Love is a promise. A vow.
It is a promise not to leave, and never to forsake. God loved us first-from the very beginning, from before our beginning even existed, and insodoing, He set an example for us. An example that tells a story. One of love and adoration. When Christ died on the cross, He promised to love and always do what is best for us.
In the same manner, when a man gets down on one knee, and asks a woman to marry him, He is promising to her (as she is to him if she says yes) that he will love her, choose her over any other, protect her, listen to her, commit to her, hold her when she is crying, laugh with her, forgive her, and never stop promising those things until the day he dies.
C.S. Lewis perfectly states: “Being in love is a good thing, but it is not the best thing. There are many things below it, but there are also things above it. You cannot make it the basis of a whole life. It is a noble feeling, but it is still a feeling… Knowledge can last, principles can last, habits can last; but feelings come and go… But, of course, ceasing to be “in love” need not mean ceasing to love. Love in this second sense — love as distinct from “being in love” — is not merely a feeling. It is a deep unity, maintained by the will and deliberately strengthened by habit; reinforced by (in Christian marriage) the grace which both partners ask, and receive, from God… “Being in love” first moved them to promise fidelity: this quieter love enables them to keep the promise. It is on this love that the engine of marriage is run: being in love was the explosion that started it.” (C. S. Lewis, Mere Christianity)

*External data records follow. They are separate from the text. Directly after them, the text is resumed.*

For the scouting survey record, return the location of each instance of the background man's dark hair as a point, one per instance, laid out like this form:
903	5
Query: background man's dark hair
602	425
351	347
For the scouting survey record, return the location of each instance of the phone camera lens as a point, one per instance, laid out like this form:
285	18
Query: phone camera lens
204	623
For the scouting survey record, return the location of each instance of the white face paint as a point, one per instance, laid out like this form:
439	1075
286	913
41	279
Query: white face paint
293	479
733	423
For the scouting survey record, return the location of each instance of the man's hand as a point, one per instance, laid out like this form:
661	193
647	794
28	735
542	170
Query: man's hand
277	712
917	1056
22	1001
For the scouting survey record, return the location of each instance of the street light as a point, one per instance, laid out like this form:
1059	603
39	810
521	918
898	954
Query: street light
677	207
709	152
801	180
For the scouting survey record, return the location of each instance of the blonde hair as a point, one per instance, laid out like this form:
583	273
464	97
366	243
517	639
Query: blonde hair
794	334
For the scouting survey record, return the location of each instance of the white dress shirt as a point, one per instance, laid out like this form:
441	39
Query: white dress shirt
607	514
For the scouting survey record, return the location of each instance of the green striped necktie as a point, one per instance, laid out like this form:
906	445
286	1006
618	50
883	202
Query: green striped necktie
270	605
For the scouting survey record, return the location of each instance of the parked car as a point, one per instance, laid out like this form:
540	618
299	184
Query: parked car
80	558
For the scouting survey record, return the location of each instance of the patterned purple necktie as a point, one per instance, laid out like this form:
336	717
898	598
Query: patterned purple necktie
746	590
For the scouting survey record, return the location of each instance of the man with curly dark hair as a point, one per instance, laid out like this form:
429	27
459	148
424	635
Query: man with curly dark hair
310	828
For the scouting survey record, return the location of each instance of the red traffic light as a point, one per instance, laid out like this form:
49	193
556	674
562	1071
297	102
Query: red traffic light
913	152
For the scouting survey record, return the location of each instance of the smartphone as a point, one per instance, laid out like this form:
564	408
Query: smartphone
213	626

You can love someone without being in love, just as you might "be in love" with someone who you do not truly love. You can get those sweet, fuzzy emotions every time you see them, but unless you are willing to truly promise them your forever, you do not love them.
Love is a sacred promise. Unbreakable, sweet, innocent, unmovable, and forever.
Malachi 2:16 “The man who hates and divorces his wife,” says the Lord, the God of Israel, “does violence to the one he should protect,” says the Lord Almighty. So be on your guard, and do not be unfaithful."
If you are unwilling to promise all these things: faithfulness, patience, kindness, gentleness, a listening ear, etc then you have no business saying you love anyone.
"So we are given such strength to keep that promise by a Maker who knows that we can…even under the most trying of circumstances (Hosea). God demonstrated that it was possible to love even the adulterous nation of Israel and by such love to lead them back to restoration of their covenant marriage.
As the brother of leading Christian apologist, Ravi Zacharias, explained to him on the eve of his own marriage: “Write this down and don’t ever forget it. If you will to love someone, you can.”."
The world tempts us to believe that in order to love someone, we must know them. We read in stories about arranged marriages in which people are unhappy.
Ravi Zacharias reassures us that "If you will to love someone, you can".
Love is always possible. But you have to be willing to promise it, and dedicate your life to it, first.